MPL and the Deep Space 2 probes were launched on a Delta 7425 rocket on January 3, 1999. After an 11-month hyperbolic transfer cruise, MPL reached Mars on December 3, 1999. A final 30 minute tracking session began at 12:45 UT (7:45 a.m. EST), and was used to determine if a final thruster correction was necessary. Final contact to retrieve data on the status of the propulsion system was made from 19:45 UT to 20:00 UT. At 20:04, 6 minutes before atmospheric entry, an 80 second thruster firing was to turn the craft to its entry orientation. The cruise stage was to be jettisoned at about 20:05 UT, and about 18 seconds later the microprobes were to be dropped from the cruise stage into the Martian atmosphere (also targeted at the southern polar layered terrain). The Lander was to make a direct entry into Mars' atmosphere at about 20:10 UT (3:10 p.m. EST). Due to a lack of communications, it is not known whether all these steps following final contact were executed, nor whether any of the descent plan took place as designed. The last telemetry from MPL was sent just prior to atmospheric entry on December 3, 1999. No further signals have been received from the Lander. The cause of this loss of communications is unknown.

According to the investigation that followed, the most likely cause of the failure of the mission was a software error that mistakenly identified the vibration caused by the deployment of the Lander's legs as being caused by the vehicle touching down on the Martian surface, resulting in the vehicle's descent engines being cut off while it was still 40 meters above the surface, rather than on touchdown as planned. Another possible reason for failure was inadequate preheating of the catalysis beds for the pulsing rocket thrusters: hydrazine fuel decomposes on the beds to make hot gases that throttle out the rocket nozzles; cold catalysis beds caused misfiring and instability in crash review tests.

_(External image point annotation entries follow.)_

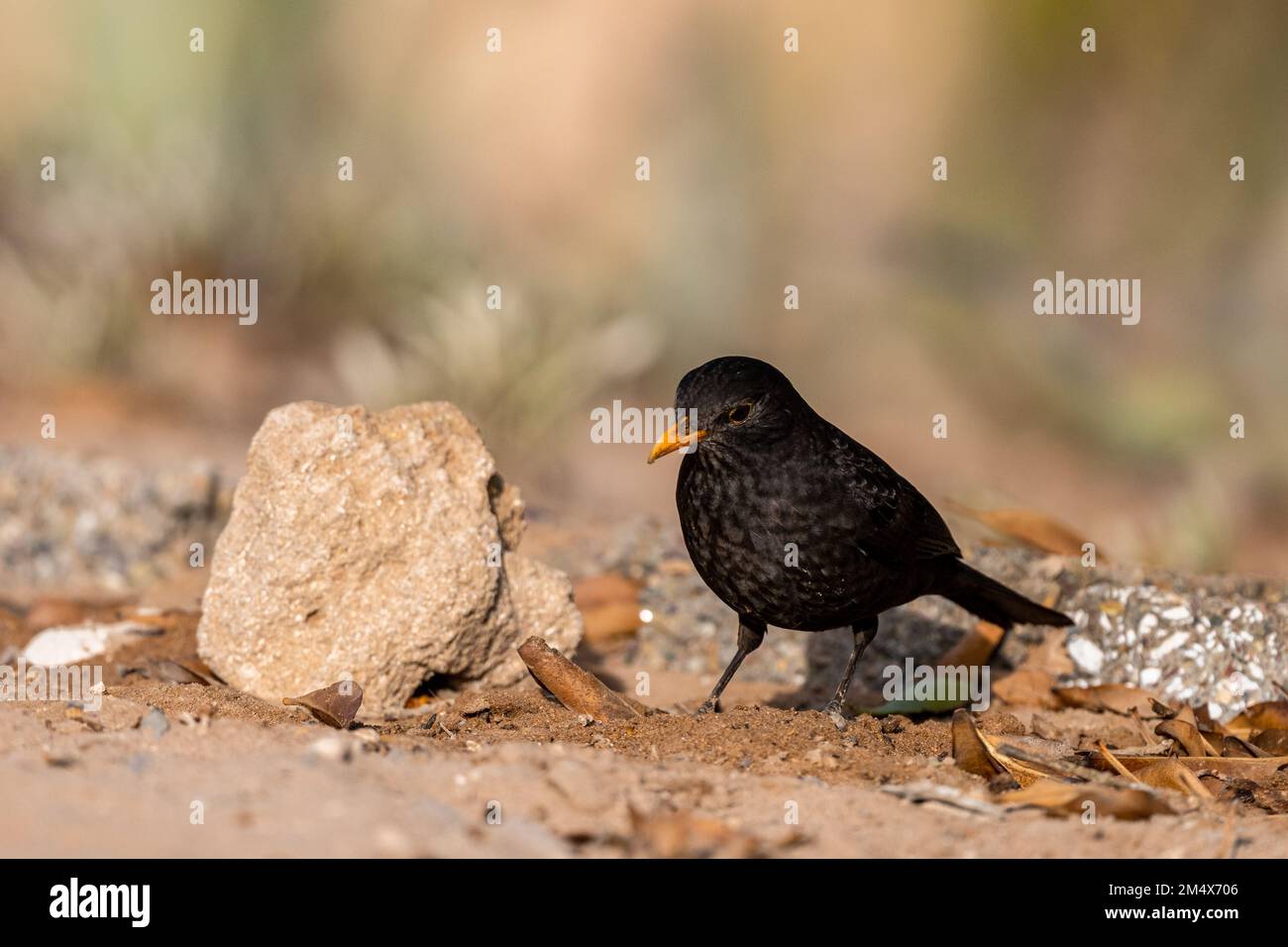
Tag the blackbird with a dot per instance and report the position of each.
(794, 523)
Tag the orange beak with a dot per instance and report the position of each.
(673, 440)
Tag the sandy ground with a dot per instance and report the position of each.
(514, 774)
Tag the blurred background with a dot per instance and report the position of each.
(767, 169)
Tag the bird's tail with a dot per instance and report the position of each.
(992, 600)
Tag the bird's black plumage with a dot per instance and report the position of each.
(794, 523)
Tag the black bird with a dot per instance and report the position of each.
(794, 523)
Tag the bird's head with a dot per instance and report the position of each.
(726, 402)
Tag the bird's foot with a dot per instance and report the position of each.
(708, 706)
(836, 715)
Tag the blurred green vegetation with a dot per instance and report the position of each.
(516, 169)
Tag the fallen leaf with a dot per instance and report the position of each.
(1274, 742)
(1167, 774)
(980, 755)
(1116, 698)
(1186, 736)
(1235, 746)
(609, 605)
(1225, 767)
(1072, 797)
(335, 705)
(576, 688)
(1267, 715)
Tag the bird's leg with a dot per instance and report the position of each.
(751, 633)
(863, 634)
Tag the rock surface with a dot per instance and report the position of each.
(380, 548)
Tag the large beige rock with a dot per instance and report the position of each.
(380, 548)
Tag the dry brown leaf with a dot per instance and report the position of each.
(609, 605)
(575, 686)
(1028, 686)
(1029, 528)
(1167, 774)
(1236, 746)
(1072, 797)
(335, 705)
(979, 754)
(1207, 725)
(1116, 698)
(1113, 762)
(1225, 767)
(1267, 715)
(1186, 736)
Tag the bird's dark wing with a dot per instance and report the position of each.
(896, 525)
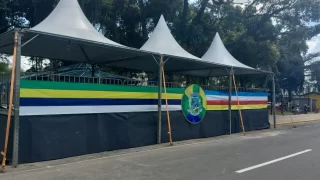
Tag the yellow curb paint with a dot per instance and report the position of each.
(303, 121)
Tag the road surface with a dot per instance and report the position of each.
(285, 153)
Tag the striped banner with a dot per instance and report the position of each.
(46, 98)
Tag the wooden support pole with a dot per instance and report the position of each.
(167, 108)
(4, 152)
(239, 108)
(230, 101)
(159, 100)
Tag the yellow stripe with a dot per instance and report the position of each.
(49, 93)
(235, 107)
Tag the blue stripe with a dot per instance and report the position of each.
(219, 93)
(90, 102)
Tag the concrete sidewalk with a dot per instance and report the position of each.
(301, 118)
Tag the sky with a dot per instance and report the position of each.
(314, 44)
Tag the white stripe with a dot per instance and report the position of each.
(273, 161)
(245, 98)
(54, 110)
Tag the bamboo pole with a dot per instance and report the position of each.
(240, 113)
(167, 108)
(4, 152)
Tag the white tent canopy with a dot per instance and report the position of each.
(162, 42)
(66, 34)
(67, 19)
(217, 53)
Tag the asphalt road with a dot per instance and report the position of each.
(285, 153)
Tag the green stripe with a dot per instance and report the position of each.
(196, 88)
(91, 87)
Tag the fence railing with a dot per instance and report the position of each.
(5, 83)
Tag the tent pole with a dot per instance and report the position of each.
(159, 98)
(167, 108)
(4, 152)
(16, 125)
(274, 102)
(230, 98)
(240, 113)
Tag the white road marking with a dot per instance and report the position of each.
(273, 161)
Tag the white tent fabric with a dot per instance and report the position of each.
(67, 19)
(162, 42)
(218, 53)
(66, 34)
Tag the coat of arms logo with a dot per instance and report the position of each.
(194, 104)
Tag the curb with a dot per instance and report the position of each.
(297, 122)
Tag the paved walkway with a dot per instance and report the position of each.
(287, 119)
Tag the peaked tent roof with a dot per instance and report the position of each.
(217, 53)
(68, 19)
(66, 34)
(178, 60)
(162, 41)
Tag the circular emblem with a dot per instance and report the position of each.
(194, 104)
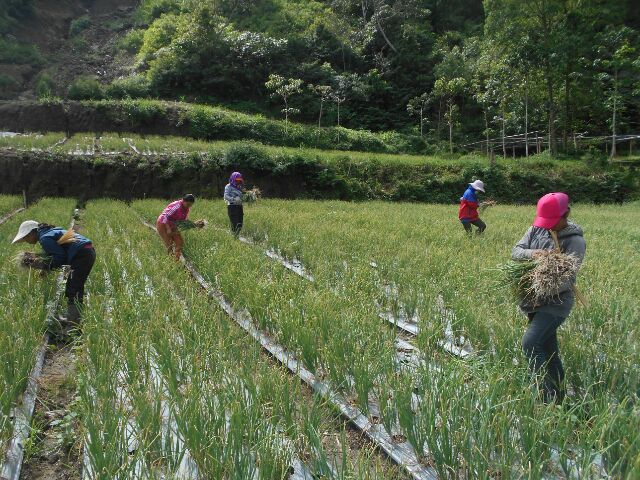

Attempts were made in late 1999 and early 2000 to search for the remains of the MPL using images from the Mars Global Surveyor. These attempts were unsuccessful, but re-examination of the images in 2005 led to a tentative identification described in the July 2005 issue of Sky and Telescope magazine. However, higher resolution photos taken later in 2005 revealed that this identification was incorrect, and that MPL remains lost. NASA is hoping that the higher resolution cameras of the Mars Reconnaissance Orbiter, currently in Martian orbit, will finally locate the lander's remains.

As for the fate of the two Deep Space 2 microprobes, the probes apparently reached Mars without incident; however, communications was never established after landing. The cause of the microprobes' failure is unknown. The crash review board suggests several possible causes for failure.

The probe radio equipment had a low chance of surviving the impact

The probes may have hit ground too rocky for survival

The batteries on the probes, which had been charged before launch almost a year earlier and not checked since then, might not have retained sufficient power.

The recently launched Phoenix Lander carries some instruments derived from those on MPL.

The above image shows the landing site for the Deep Space 2 microprobes, as taken by the Viking 2 Orbiter. The image is approximately 140 km across, and is located at 73° South, 210° West.